Tali relazioni possono funzionare oppure no, e la differenza fra le due evenienze si dà in un output di almeno due alteranze

- comprensione e dunque comunicazione efficace e funzionale

- fraintendimento o malintendimento e dunque comunicazione inefficace e disfunzionale.
Il punto che mi lascia perplesso è la subordinazione della verità alla sua peraltro auspicabile piena comprensione condivisa, al suo funzionamento in questo senso.
Ossia io mi sono limitato a dire che la verità è proprietà di contesto esemplificata dalle relazioni degli elementi che si trovano in quel contesto, ma non è detto che le relazioni siano positive, possono pure essere oppositive ed escludenti (per qualsiasi motivo lo siano) e questo non incide sulla verità in quanto tale, mentre incide di sicuro incide sulla comunicazione positiva della verità. E' insomma la comnicazione che può o meno funzionare poiché la verità implica comunque il suo poter venire fraintesa sia in buona che in mala fede e il fraintendimento voluto o no che sia è e resta comunque elemento della verità.
Il rischio che intravedo è di finalizzare totalmente la verità alla sua comunicazione di modo che verità sia solo comunicazione riuscita e allora ecco che è indispensabile che ogni significato, ogni sintassi e ogni contesto sia perfettamente predefinito secondo accordo preventivo senza alternative e così via come accade (o si vorrebbe che accadesse) nei linguaggi rigidamente specialistici.

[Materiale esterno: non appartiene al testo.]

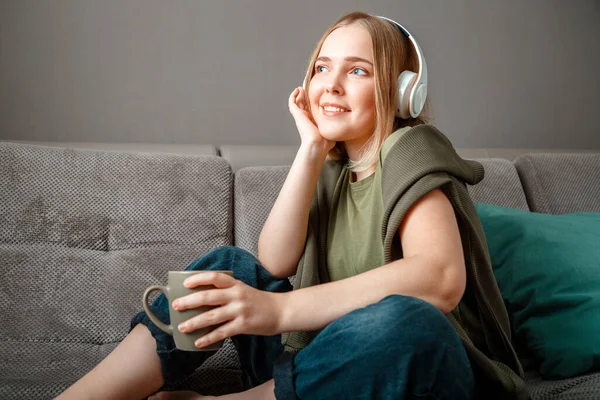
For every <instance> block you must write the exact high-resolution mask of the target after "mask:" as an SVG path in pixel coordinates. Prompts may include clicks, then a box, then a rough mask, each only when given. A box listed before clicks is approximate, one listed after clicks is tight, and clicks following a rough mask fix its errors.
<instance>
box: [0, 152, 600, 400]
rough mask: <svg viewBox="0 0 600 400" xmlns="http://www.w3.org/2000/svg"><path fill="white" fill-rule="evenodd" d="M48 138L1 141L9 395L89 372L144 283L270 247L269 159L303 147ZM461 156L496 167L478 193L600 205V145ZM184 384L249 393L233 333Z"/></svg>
mask: <svg viewBox="0 0 600 400" xmlns="http://www.w3.org/2000/svg"><path fill="white" fill-rule="evenodd" d="M48 145H49V143H44V145H43V146H42V145H40V144H39V143H38V144H29V143H9V142H0V260H1V263H0V277H1V279H0V304H1V307H2V324H1V326H0V360H1V362H0V398H1V399H47V398H52V397H54V396H56V395H57V394H58V393H60V392H61V391H63V390H64V389H65V388H66V387H67V386H69V385H70V384H72V383H73V382H74V381H75V380H77V379H78V378H80V377H81V376H82V375H83V374H85V373H86V372H87V371H89V370H90V369H91V368H92V367H93V366H95V365H96V364H98V363H99V362H100V361H101V360H102V359H103V358H104V357H105V356H106V355H107V354H108V353H109V352H110V351H111V350H113V349H114V348H115V347H116V346H117V344H118V343H119V342H120V341H121V340H122V339H123V338H124V337H125V335H126V334H127V331H128V328H129V321H130V319H131V317H132V316H133V315H134V313H136V312H137V311H138V310H139V309H140V308H141V296H142V293H143V290H144V289H145V288H146V287H148V286H150V285H152V284H157V283H159V284H164V283H166V272H167V271H168V270H170V269H183V268H184V267H185V266H186V265H188V264H189V263H190V262H191V261H193V260H194V259H196V258H197V257H198V256H200V255H201V254H203V253H204V252H206V251H208V250H210V249H211V248H214V247H216V246H223V245H236V246H239V247H242V248H244V249H247V250H249V251H250V252H252V253H254V254H256V250H257V249H256V243H257V239H258V235H259V232H260V229H261V227H262V225H263V223H264V221H265V219H266V217H267V215H268V213H269V210H270V208H271V206H272V204H273V203H274V201H275V199H276V196H277V194H278V191H279V189H280V188H281V186H282V184H283V182H284V180H285V177H286V174H287V171H288V168H289V167H287V166H277V165H270V166H269V164H277V163H280V164H284V165H285V164H287V165H289V164H290V163H291V159H292V157H293V154H294V151H293V149H291V147H292V146H290V147H288V148H277V152H276V153H270V152H269V151H267V150H269V148H266V149H264V148H263V149H258V148H257V149H255V150H256V151H255V153H254V154H256V157H255V158H254V159H250V158H248V157H251V154H252V151H250V150H252V149H250V150H249V149H248V148H245V147H243V146H240V147H238V148H236V147H235V146H222V148H221V149H217V148H215V147H213V146H200V147H197V148H190V147H186V148H185V149H183V148H170V149H168V148H167V149H165V148H162V149H160V148H157V147H156V146H155V147H152V146H149V147H144V148H141V147H139V146H138V147H137V148H136V147H135V146H133V147H129V148H121V149H119V150H118V151H113V150H114V149H111V150H108V149H107V145H104V146H100V147H98V146H96V147H94V146H91V145H89V144H88V145H78V144H71V145H68V144H67V145H65V144H64V143H63V144H60V145H59V144H55V147H49V146H48ZM50 145H51V144H50ZM65 147H70V148H65ZM79 147H87V148H86V149H83V148H79ZM459 153H461V155H462V156H463V157H465V158H475V159H477V160H478V161H480V162H481V163H483V165H484V167H485V171H486V174H485V179H484V180H483V181H482V182H481V183H480V184H479V185H477V186H473V187H469V190H470V193H471V195H472V197H473V199H474V201H475V202H485V203H494V204H497V205H501V206H506V207H513V208H519V209H524V210H527V209H529V210H532V211H538V212H544V213H552V214H560V213H567V212H574V211H595V212H600V173H599V171H600V152H599V153H593V152H591V153H589V152H588V153H583V152H581V153H579V154H547V153H546V154H522V155H518V153H519V152H518V151H516V150H514V149H513V150H511V149H507V152H506V154H508V156H507V158H501V157H502V155H498V154H496V155H494V154H491V153H493V152H490V151H486V150H485V149H461V150H459ZM236 154H238V156H236ZM240 154H242V155H243V156H240ZM249 154H250V156H249ZM269 154H271V155H272V157H271V158H270V159H269V158H268V155H269ZM517 155H518V156H517ZM513 156H516V158H515V159H514V160H513V159H512V158H513ZM249 165H262V166H250V167H249ZM232 166H233V168H232ZM565 193H567V194H565ZM521 354H522V356H523V359H524V362H525V363H526V365H528V364H527V362H528V361H527V354H526V351H525V350H522V353H521ZM527 384H528V388H529V389H530V392H531V396H532V398H534V399H563V398H564V399H594V398H596V399H597V398H600V373H598V372H597V373H590V374H588V375H585V376H580V377H577V378H572V379H565V380H559V381H544V380H542V379H541V378H540V377H539V375H537V374H536V373H535V369H533V368H528V370H527ZM176 387H188V388H192V389H194V390H197V391H199V392H203V393H206V394H222V393H227V392H233V391H239V390H241V389H242V383H241V373H240V371H239V362H238V360H237V355H236V353H235V350H234V349H233V346H232V345H231V343H230V341H227V342H226V344H225V346H224V347H223V348H222V349H221V350H220V351H219V352H218V353H217V354H216V355H215V356H213V357H212V358H211V359H209V360H208V361H207V362H206V364H205V365H204V366H203V367H201V368H200V369H198V370H197V371H196V373H195V374H194V375H193V376H191V377H189V378H188V379H186V380H185V381H182V382H179V383H178V384H177V386H176Z"/></svg>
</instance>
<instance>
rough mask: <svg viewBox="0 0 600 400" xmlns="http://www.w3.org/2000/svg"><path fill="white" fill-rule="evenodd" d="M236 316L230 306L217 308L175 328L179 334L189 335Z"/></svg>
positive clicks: (210, 310) (192, 318) (222, 321)
mask: <svg viewBox="0 0 600 400" xmlns="http://www.w3.org/2000/svg"><path fill="white" fill-rule="evenodd" d="M236 316H237V313H236V312H235V311H234V310H233V307H232V306H230V305H227V306H223V307H217V308H214V309H212V310H209V311H206V312H203V313H202V314H200V315H197V316H195V317H193V318H190V319H188V320H187V321H185V322H182V323H181V324H179V326H178V327H177V328H178V329H179V331H180V332H186V333H189V332H193V331H195V330H198V329H201V328H205V327H207V326H213V325H218V324H222V323H223V322H227V321H230V320H232V319H234V318H235V317H236Z"/></svg>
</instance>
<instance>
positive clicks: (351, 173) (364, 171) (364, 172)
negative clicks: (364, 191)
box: [350, 166, 375, 183]
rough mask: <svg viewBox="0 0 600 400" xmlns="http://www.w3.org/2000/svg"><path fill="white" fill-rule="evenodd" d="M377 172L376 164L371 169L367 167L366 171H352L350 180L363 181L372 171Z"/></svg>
mask: <svg viewBox="0 0 600 400" xmlns="http://www.w3.org/2000/svg"><path fill="white" fill-rule="evenodd" d="M374 172H375V166H372V167H371V168H369V169H366V170H364V171H360V172H350V176H351V177H350V182H352V183H354V182H358V181H361V180H363V179H365V178H366V177H368V176H370V175H371V174H372V173H374Z"/></svg>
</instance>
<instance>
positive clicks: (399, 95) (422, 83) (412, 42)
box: [303, 15, 427, 119]
mask: <svg viewBox="0 0 600 400" xmlns="http://www.w3.org/2000/svg"><path fill="white" fill-rule="evenodd" d="M377 17H378V18H381V19H385V20H386V21H389V22H391V23H392V24H394V25H395V26H396V27H398V29H400V32H402V34H403V35H404V36H406V37H407V38H408V39H409V40H410V42H411V43H412V44H413V46H414V48H415V51H416V53H417V57H418V58H419V72H418V73H415V72H413V71H409V70H404V71H402V72H401V73H400V75H399V76H398V96H397V98H396V116H397V117H400V118H404V119H407V118H409V117H413V118H416V117H417V116H418V115H419V114H420V113H421V111H423V106H424V105H425V99H426V98H427V64H426V63H425V56H424V55H423V52H422V51H421V47H419V44H418V43H417V41H416V40H415V38H414V37H413V36H412V35H411V34H410V32H408V30H406V28H404V27H403V26H402V25H400V24H399V23H397V22H396V21H394V20H392V19H389V18H386V17H382V16H379V15H378V16H377ZM310 72H311V71H307V74H306V75H305V77H304V84H303V85H304V87H305V88H306V81H307V79H308V75H309V74H310Z"/></svg>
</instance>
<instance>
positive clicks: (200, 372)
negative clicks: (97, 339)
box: [0, 340, 242, 400]
mask: <svg viewBox="0 0 600 400" xmlns="http://www.w3.org/2000/svg"><path fill="white" fill-rule="evenodd" d="M117 345H118V342H115V343H107V344H93V343H77V342H69V341H58V340H29V341H27V340H20V341H12V340H8V341H7V340H1V341H0V359H1V360H2V363H0V376H1V377H2V379H1V381H0V399H4V400H10V399H15V400H16V399H51V398H54V397H56V396H58V395H59V394H60V393H62V392H63V391H64V390H65V389H66V388H67V387H69V386H70V385H71V384H72V383H73V382H74V381H76V380H77V379H79V378H80V377H81V376H83V375H84V374H85V373H87V372H88V371H90V370H91V369H92V368H93V367H95V366H96V365H97V364H98V363H100V361H102V360H103V359H104V358H105V357H106V356H107V355H108V354H109V353H110V352H111V351H112V350H113V349H114V348H115V347H116V346H117ZM235 357H237V356H236V355H235V348H234V347H233V345H232V344H231V341H227V342H226V346H224V347H223V348H222V349H221V350H220V351H219V352H218V353H217V354H215V355H214V356H213V357H211V358H209V359H208V360H207V361H206V362H205V363H204V365H203V366H202V368H199V369H198V370H197V371H196V372H195V373H194V374H193V375H192V376H190V377H188V378H186V379H185V380H182V381H181V382H177V383H176V384H175V385H173V386H170V387H165V390H170V389H173V390H176V389H180V390H181V389H187V390H196V391H198V392H199V393H205V394H210V395H221V394H225V393H230V392H232V391H240V390H242V386H241V382H242V378H241V371H240V369H239V367H238V366H237V365H236V364H235V363H233V362H232V360H235Z"/></svg>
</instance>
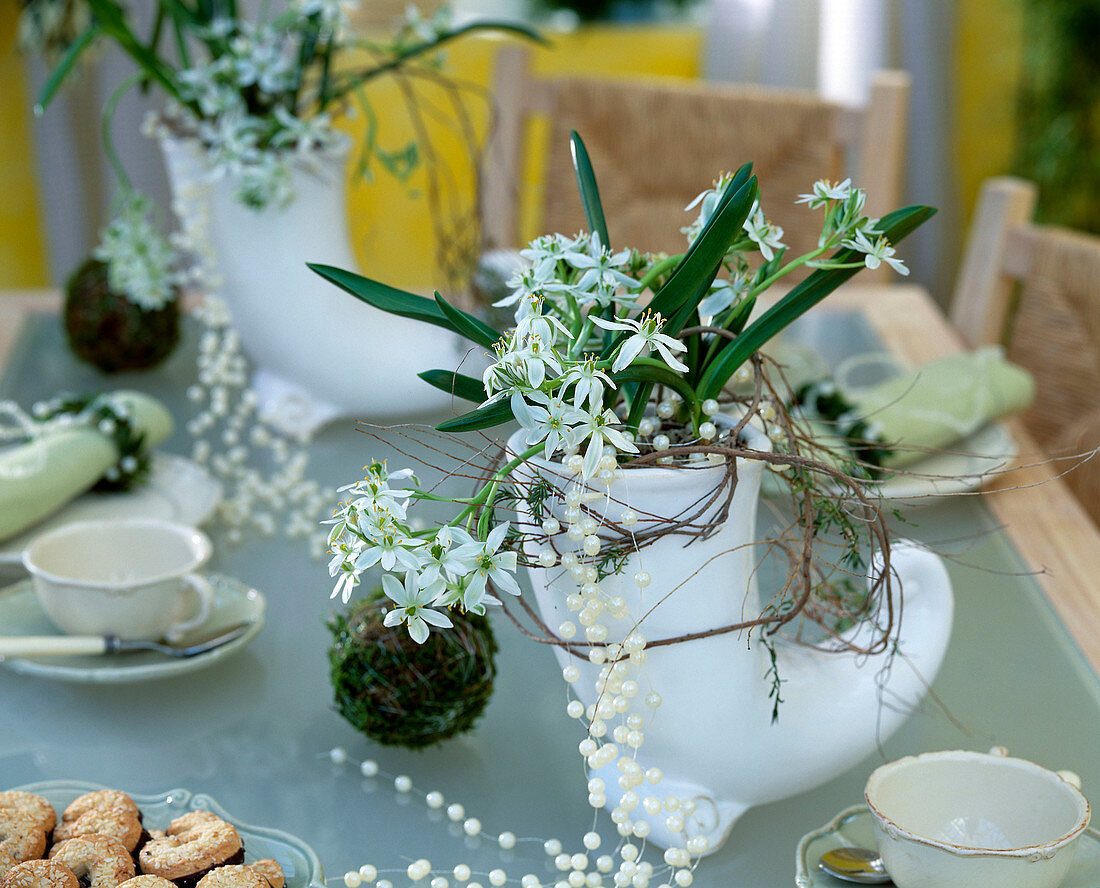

L'interlocutore è certo un elemento relazionale del contesto, ma può benissimo essere un elemento oppositivo e la relazione sarà di opposizione e fraintendimento e va accettato come tale, come dato di verità.
Con questo è chiaro, ripeto, che è quanto mai opportuno sentirsi compresi e accettati in quanto si esprime, ma occorre accettare anche che quanto si esprime non sia compreso e accettato perché anche questo fa parte della fenomenologia della verità, è ciò che in termini di comunicazione della verità appare non funzionante e spinge auspicabilmente a un sempre miglior funzionare.